I felt it. All of it. Five years of Sunday mornings and late nights and love given without condition. I felt all of it collapse in the space of one sentence.
And then I set my face.
“Another woman,” I said. Almost curious. “Well.”
I pushed the file back across the table.
“I won’t be signing those.”
He stared at me. I watched his face process the refusal confusion first, then surprise, then the recalibration of a man whose carefully prepared script has just been set aside.
I picked up my fork.
I opened my breakfast.
And I began to eat.
Calmly. Deliberately. Like the divorce papers were not sitting two feet from my plate. Like my husband had not just told me he loved someone else. Like my heart was not doing something private and violent underneath all of this composure because it was. Underneath the steady hands and the level expression, something in me was breaking in the specific irreversible way that things break when the life you built is dismantled in a single sentence at a breakfast table.
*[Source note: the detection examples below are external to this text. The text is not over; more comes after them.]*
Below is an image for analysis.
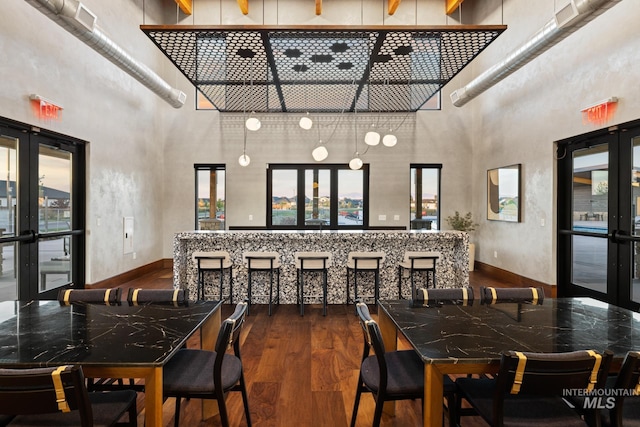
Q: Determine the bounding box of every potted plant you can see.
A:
[447,211,479,271]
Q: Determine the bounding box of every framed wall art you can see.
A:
[487,163,521,222]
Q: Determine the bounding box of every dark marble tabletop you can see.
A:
[380,298,640,363]
[0,301,221,368]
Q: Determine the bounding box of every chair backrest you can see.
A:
[480,286,544,304]
[403,251,440,270]
[414,287,473,305]
[347,252,385,270]
[127,288,189,306]
[356,302,387,390]
[0,366,93,426]
[294,252,331,270]
[493,350,613,425]
[192,251,231,270]
[213,301,249,384]
[610,351,640,426]
[58,288,122,305]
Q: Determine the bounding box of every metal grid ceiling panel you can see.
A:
[141,26,506,112]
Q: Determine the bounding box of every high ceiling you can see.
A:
[141,25,506,112]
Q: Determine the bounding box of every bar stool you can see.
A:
[398,251,440,300]
[193,251,233,303]
[294,252,331,316]
[242,252,281,316]
[347,252,385,304]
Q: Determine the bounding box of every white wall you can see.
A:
[0,0,174,283]
[460,0,640,284]
[0,0,640,284]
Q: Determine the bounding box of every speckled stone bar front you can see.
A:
[173,230,469,304]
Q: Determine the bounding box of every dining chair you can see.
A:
[413,287,473,305]
[294,252,331,316]
[127,288,189,306]
[192,251,233,303]
[351,302,457,427]
[58,288,134,391]
[480,286,544,304]
[58,288,122,305]
[347,251,385,304]
[0,366,137,427]
[456,350,613,427]
[163,302,251,427]
[398,251,440,299]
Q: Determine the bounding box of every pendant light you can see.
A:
[298,111,313,130]
[311,145,329,162]
[238,72,251,168]
[244,56,262,132]
[382,129,398,147]
[349,110,362,170]
[364,61,380,147]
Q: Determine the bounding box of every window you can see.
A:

But Edmund did not get to see that.
He did not get to watch me fall apart in the room he chose for this. At the table he chose for this moment. With the pen he brought downstairs because he was so certain of how it would go.
He did not get that.
I was still his wife.
And if Edmund Jones believed for a single moment that I was going to make any part of this easy for him, he was about to spend a very significant amount of time finding out exactly who he had been sleeping next to for five years.